Seven minutes later, a lovely poplar blaze crackled in the fireplace. He had turned off the Christmas tree. A glass of pure single-malt threw amber reflections on the palm of his left hand, while a double Corona Punch cigar began its slow burn.
He had a job to do. Innocent people to protect. A piece of garbage to catch. And a mystery to solve.
Truth be told, he loved it.
3.
Sunday, December 26th
The next day, Mallock woke up with a throbbing migraine crushing his forehead and the back of his neck. A ray of sunlight was in the process of finishing the insidious hammer job begun by a mixture of insomnia, smoke, and alcohol.
Getting up was painful.
Standing in front of his coffeemaker, he couldn’t keep from grumbling. Nothing was going right this morning. The stupid contraption was taking forever to percolate; his goddamn cup was hiding somewhere; the bloody sugar bowl was empty and the milk sour.
He grabbed the earthenware saucer that belonged with the missing cup and flung it with all his strength down the hallway, hoping it would shatter against the bathroom door. Bingo! It exploded into shards. He felt slightly better, but not enough. The two other cups and saucers, which made up the whole rest of his coffee service, met the same fate, giving the same ceramic shrieks as they smashed on the lacquered wood of the door.
You couldn’t condemn a person for murdering things.
The previous evening, instead of eating a quick dinner and going to bed, Mallock had dived straight into his investigation. With the files in his lap he had begun his journey—the personal itinerary that would l
ead to him to another man’s murderous insanity.
The forest of articles clipped by Léon was immediately striking in its lack of photos. Most editors wanted illustrations; they’d get a police-artist composite sketch, a snapshot of the crime scene, or a photo of the victim—dressed up for first communion, or smiling and tanned on the beach last summer. Here, there was nothing; no serious imagery apart from a few pictures of the fronts of houses where a “mysterious murder,” a “sadistic crime,” or a “terrible tragedy” had taken place. The titles were as varied as their authors’ imaginations. No matter; Mallock wasn’t expecting them to shed any light on the case.

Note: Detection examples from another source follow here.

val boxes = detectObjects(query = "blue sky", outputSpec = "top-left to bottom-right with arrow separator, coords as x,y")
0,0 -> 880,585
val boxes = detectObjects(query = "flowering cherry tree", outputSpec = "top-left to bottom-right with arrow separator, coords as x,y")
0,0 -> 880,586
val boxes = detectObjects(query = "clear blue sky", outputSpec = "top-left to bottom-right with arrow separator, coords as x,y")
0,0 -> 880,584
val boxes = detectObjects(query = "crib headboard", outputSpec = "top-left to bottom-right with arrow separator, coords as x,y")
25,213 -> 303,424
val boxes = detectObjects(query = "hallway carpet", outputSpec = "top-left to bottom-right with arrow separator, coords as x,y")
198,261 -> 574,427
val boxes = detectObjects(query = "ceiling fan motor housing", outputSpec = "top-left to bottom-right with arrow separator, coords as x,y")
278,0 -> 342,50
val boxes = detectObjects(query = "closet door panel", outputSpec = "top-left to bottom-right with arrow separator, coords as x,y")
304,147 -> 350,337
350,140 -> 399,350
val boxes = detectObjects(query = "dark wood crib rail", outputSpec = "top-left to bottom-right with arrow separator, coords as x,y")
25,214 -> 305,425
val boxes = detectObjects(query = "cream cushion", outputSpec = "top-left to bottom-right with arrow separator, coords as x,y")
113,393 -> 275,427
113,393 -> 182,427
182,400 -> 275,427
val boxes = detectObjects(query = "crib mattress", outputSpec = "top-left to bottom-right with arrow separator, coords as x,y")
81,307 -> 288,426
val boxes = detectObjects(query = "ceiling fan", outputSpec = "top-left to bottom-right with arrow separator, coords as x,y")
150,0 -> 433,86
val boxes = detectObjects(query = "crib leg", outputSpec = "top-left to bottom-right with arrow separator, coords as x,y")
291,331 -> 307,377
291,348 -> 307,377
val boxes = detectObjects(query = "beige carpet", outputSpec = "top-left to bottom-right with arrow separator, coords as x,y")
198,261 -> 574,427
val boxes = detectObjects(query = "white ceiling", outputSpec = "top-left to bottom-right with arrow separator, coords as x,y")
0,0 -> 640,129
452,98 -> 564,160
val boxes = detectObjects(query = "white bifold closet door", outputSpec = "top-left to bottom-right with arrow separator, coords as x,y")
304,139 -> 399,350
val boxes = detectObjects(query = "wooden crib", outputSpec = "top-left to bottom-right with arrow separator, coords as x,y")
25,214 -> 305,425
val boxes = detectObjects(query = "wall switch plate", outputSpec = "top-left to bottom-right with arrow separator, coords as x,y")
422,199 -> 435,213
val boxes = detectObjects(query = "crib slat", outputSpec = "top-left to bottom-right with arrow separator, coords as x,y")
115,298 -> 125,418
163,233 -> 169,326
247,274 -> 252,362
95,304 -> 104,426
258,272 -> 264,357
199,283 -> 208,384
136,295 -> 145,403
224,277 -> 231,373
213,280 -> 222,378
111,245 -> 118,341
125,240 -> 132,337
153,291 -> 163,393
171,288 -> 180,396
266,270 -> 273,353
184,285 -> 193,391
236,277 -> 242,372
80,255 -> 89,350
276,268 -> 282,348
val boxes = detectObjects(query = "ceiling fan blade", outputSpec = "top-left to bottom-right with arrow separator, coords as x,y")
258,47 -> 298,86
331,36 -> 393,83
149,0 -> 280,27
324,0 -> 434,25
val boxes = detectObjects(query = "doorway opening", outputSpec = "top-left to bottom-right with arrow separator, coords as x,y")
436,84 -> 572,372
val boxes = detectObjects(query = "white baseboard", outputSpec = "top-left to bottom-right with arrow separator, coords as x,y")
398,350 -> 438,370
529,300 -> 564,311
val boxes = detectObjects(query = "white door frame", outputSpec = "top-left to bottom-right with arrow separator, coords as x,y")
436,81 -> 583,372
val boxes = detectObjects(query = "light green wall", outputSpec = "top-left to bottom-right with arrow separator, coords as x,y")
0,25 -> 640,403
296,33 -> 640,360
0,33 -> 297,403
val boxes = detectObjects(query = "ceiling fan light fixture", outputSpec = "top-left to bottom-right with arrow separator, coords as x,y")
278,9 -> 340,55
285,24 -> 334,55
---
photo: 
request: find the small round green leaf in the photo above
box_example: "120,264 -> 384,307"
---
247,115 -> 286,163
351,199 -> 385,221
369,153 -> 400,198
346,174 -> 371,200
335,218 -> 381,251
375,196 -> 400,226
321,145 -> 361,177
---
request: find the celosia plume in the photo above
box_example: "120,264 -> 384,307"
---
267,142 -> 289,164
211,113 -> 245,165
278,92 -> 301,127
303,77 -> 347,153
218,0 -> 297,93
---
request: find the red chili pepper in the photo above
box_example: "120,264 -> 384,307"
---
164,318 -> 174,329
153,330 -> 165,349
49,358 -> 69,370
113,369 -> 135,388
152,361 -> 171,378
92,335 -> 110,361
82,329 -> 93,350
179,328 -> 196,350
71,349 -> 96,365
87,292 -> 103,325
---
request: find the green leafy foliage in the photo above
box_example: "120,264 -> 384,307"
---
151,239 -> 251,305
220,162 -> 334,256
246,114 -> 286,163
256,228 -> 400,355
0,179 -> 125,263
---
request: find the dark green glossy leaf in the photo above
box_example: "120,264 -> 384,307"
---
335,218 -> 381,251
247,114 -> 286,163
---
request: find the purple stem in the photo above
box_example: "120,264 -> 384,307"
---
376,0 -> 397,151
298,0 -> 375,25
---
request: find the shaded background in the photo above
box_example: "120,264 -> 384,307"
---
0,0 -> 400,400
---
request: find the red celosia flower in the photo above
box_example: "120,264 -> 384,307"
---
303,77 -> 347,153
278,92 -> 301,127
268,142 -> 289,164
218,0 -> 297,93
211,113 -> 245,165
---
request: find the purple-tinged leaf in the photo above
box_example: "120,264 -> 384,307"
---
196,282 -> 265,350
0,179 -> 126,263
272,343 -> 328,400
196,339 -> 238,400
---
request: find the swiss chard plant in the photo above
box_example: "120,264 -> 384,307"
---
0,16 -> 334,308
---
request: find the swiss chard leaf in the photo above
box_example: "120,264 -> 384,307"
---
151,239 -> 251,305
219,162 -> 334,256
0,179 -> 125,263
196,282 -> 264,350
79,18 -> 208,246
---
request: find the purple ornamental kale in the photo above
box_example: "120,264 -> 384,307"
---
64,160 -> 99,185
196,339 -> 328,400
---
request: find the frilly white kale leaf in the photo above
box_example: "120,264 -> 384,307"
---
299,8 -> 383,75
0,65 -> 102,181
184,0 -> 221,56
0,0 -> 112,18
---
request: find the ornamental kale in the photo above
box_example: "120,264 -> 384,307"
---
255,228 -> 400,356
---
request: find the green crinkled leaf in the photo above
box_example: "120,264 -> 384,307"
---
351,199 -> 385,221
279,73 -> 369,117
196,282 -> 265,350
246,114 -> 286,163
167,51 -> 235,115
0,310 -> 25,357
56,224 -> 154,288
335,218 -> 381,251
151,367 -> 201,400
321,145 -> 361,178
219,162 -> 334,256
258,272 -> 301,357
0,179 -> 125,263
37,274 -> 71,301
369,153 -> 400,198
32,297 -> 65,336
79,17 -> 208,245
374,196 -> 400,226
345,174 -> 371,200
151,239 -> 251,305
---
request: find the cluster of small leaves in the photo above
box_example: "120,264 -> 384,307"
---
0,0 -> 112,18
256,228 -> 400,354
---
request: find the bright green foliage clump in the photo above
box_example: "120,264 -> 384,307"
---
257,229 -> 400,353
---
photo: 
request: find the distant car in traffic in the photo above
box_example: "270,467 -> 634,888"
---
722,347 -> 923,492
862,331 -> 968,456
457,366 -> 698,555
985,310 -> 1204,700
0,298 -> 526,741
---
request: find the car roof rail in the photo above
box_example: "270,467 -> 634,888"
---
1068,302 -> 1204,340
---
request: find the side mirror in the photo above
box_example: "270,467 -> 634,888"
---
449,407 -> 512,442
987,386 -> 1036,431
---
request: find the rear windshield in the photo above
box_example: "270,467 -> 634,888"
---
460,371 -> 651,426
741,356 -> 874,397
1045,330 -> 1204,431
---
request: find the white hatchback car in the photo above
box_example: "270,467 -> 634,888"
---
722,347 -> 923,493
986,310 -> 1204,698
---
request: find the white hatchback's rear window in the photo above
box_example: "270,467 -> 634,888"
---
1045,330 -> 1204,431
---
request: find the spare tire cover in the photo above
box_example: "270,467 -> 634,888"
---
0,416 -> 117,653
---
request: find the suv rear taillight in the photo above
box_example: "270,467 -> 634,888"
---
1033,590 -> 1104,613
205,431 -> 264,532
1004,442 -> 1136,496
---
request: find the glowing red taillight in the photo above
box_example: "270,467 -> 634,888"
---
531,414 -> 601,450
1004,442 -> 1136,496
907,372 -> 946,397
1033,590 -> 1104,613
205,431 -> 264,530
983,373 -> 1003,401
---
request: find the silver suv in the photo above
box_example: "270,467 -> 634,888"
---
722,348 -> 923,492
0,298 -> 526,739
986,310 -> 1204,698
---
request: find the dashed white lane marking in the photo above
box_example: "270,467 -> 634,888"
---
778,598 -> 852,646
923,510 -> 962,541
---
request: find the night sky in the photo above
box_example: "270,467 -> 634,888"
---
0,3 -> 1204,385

Of course, he knew the reason for it: the embargo imposed by the higher-ups. The lack of photos was glaring evidence of it, as was the obvious lack of details about the homicides. All the papers had cobbled together fantastical stories apparently supported by an interview with a neighbor or a tearful relative. She didn’t have an enemy in the world . . . it’s the work of a madman . . . I don’t understand; she was such a nice person. The questions, like the photos, seemed as if they were meant to replace the scoops and other earth-shattering revelations that usually surrounded this kind of sensational news item.
The simple idea of serial crime didn’t appear until three months in, at the very beginning of Léon’s second scrapbook. It was in an article signed M.M. for Mallock’s great friend Margot Murât, nicknamed Queen Margot. She had entitled the article “Too many police to be honest.” In it, she described her surprise at the tone of the press conferences given by Number 36, and at their polite eagerness to give the newspapers an amount of information as impressively large as it was useless. “Why do I have the uncomfortable feeling that these gentlemen have just thrown a smokescreen over us?” she finished by wondering, in her inimitable style.
It was past midnight when Mallock picked up Dublin’s file. He stared at it for a while without opening it, wondering if he should get some sleep and start again tomorrow. Hadn’t he done enough for tonight?